Breaking the glass Latin America is a leader in nonprofit open-access journals. But it struggles to give them global visibility
Breaking the glass
Latin America is a leader in nonprofit open-access journals. But it struggles to give them global visibility
Source: Science
In 2016, Marcus Oliveira, a biochemist at the Federal University of Rio de Janeiro, submitted a study on the metabolism of a tropical parasite to a mainstream open-access journal based in the United States. It was the ninth paper he had published in the journal, for which he had also volunteered time as a peer reviewer for dozens of articles. But this time he could not afford the $1200 article-processing charge (APC), as his grant funding was nearly depleted. He requested the fee waiver the journal says it offers to authors from lower income countries, but the negotiations were tense. “I felt morally assaulted,” he says. “At some point, the journal requested I send them a personal bank statement to prove I didn’t have the means.”
In the end he got the waiver, but the experience turned him away from commercial journals published in the Global North and toward a model that has flourished in Latin America: nonprofit open-access journals. These publications, usually run by academic institutions or scientific societies, charge relatively low APCs, in what’s known as the gold model, or nothing at all, known as the diamond model. Science analyzed nearly 20,000 journals listed in a repository of open-access journals between 2019 and 2023, and found that one in four diamond model journals is published in Latin America. Most—83%—are noncommercial, based at universities.

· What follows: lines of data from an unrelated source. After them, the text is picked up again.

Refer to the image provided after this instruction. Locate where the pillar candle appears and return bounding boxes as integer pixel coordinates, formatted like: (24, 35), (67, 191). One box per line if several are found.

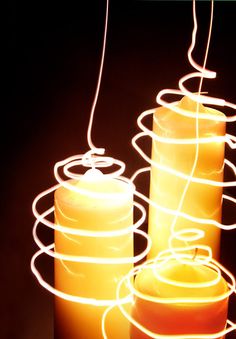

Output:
(148, 97), (225, 259)
(130, 260), (228, 339)
(54, 170), (133, 339)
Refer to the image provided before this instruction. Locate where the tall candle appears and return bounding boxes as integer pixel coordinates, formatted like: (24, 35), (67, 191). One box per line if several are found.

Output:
(54, 170), (133, 339)
(130, 260), (228, 339)
(148, 97), (225, 258)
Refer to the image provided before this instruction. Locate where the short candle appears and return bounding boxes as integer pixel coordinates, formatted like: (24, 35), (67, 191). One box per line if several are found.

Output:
(55, 169), (133, 339)
(130, 259), (228, 339)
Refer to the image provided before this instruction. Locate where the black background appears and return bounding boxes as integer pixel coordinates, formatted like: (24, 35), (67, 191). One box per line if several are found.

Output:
(5, 0), (236, 339)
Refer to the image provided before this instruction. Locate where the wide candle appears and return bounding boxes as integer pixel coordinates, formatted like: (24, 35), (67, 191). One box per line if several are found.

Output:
(54, 169), (133, 339)
(130, 260), (228, 339)
(148, 97), (225, 258)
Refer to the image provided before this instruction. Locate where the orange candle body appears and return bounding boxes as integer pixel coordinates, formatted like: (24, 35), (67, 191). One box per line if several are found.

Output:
(130, 263), (228, 339)
(148, 97), (225, 259)
(54, 173), (133, 339)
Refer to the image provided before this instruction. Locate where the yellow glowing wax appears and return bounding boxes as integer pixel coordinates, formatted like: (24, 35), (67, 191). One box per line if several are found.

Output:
(148, 97), (225, 258)
(130, 260), (228, 339)
(55, 170), (133, 339)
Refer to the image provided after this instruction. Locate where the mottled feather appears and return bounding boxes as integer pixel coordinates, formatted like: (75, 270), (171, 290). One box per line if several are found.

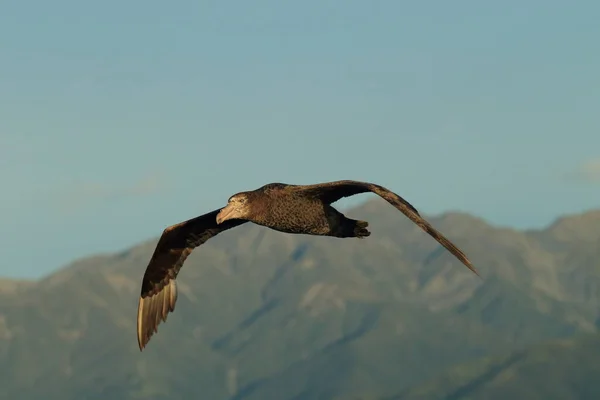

Latin America is also a global pioneer in trying to overcome a long-standing challenge for noncommercial journals in the Global South: invisibility. Most are published in languages other than English, the lingua franca of science, and only a small fraction of them are indexed in international citation and index systems. “I know that my papers will probably not be read on the same scale as if I published in a high-impact journal,” says Oliveira, whose first published paper appeared in Nature. That lack of visibility adds to the inequities facing scientists in the Global South who seek alternatives to commercial publishers, with their high fees or subscription paywalls.